From Published Accounts Mukand Limited Accounting for Long Term Engineering Contracts: (a)Revenue for engineering contract work executed (including supplies & services) is recognised on the basis of percentage completion method and only after the work has progressed to the extent of 10% in each composite contract. Till such time, all the costs are carried forward to the next accounting year as Accumulated Contract Costs under Inventories. Recognition of revenue is matched with expenses incurred (on accrual basis) after considering the contract value with associated costs. Costs and Revenue are both recognised upto 90% and debtors are reflected accordingly. Balance is recognised only upon the Preliminary/Final acceptance of job by the client. Periodic advances received from customers are not considered as income.
From Published Accounts Mukand Limited Accounting for Long Term Engineering Contracts: (b)Income which arises out of invoicing of contract work and the contract costs which are accounted on accrual basis, are, both credited to income or charged to revenue, as the case may be, only after at least 10% of the total estimated contract costs (i.e. direct and indirect costs) are incurred (on accrual basis). Till such time, all the costs are carried forward to the next accounting year as Accumulated Contract Costs under Inventories and recognition of revenue is correspondingly postponed. Direct costs include all expenses specifically attributable to the contract. Variation in estimates of contract costs are updated each year by technical certification.
From Published Accounts Mukand Limited Accounting for Long Term Engineering Contracts: (c)Accumulated Contract Costs, after the stage when they are not any further to be carried forward in terms of (b) above, are charged to revenue to the extent not specifically attributable to the contract and balance is transferred to Incomplete Contract Work under Inventories. (d)Variations by way of escalation in price and quantum of work is recognised as revenue in the year in which claims are lodged as per the terms of contract. Other claims are recognised as revenue only upon final acceptance by customer.
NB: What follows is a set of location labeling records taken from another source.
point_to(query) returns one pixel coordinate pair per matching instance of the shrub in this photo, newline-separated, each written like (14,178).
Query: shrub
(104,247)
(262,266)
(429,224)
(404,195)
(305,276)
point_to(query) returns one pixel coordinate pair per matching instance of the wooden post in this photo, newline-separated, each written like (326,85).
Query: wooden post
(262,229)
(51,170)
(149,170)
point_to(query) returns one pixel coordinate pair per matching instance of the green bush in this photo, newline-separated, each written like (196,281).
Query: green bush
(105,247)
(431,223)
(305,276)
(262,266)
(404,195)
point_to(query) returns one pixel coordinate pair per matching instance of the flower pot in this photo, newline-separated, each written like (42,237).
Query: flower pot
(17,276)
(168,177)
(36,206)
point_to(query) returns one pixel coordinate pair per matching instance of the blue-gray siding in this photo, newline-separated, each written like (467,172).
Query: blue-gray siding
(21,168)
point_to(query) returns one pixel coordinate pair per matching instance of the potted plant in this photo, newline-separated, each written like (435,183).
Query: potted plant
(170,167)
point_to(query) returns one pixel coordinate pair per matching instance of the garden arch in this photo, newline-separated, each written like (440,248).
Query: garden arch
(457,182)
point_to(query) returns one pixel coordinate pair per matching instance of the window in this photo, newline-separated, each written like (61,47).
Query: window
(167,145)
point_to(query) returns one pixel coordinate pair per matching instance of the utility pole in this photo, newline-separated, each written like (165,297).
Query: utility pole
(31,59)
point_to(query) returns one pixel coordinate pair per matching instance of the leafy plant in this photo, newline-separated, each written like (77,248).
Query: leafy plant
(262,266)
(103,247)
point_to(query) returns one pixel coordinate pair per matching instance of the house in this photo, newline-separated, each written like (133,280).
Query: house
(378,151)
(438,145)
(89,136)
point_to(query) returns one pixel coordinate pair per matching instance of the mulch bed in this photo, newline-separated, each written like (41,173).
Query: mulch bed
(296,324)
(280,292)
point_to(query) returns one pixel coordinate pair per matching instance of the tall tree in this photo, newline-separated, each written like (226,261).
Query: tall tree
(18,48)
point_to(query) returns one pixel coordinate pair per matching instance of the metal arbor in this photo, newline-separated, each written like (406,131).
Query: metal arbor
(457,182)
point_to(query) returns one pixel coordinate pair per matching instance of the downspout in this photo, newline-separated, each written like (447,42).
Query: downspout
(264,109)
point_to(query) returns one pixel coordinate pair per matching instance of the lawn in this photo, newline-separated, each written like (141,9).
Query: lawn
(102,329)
From Published Accounts Mukand Limited Accounting for Long Term Engineering Contracts: (e)All facilities in the nature of assets created at the customers site and which are to be abandoned at the end of the contract, are, when under construction, carried forward at Direct cost- to-date as Facilities at Customers site – Under construction. Upon subsequent completion, they are carried forward as Facilities at Customers site – Completed (both being grouped as Other Current Assets). The completed facilities are written off in equal annual installments over the period commencing from the year of completion of the facility upto the contracted year for completion of the contract. Billable reimbursements against such facilities, if separately identified in a contract, are similarly credited in equal annual installments against the write-off over the said period.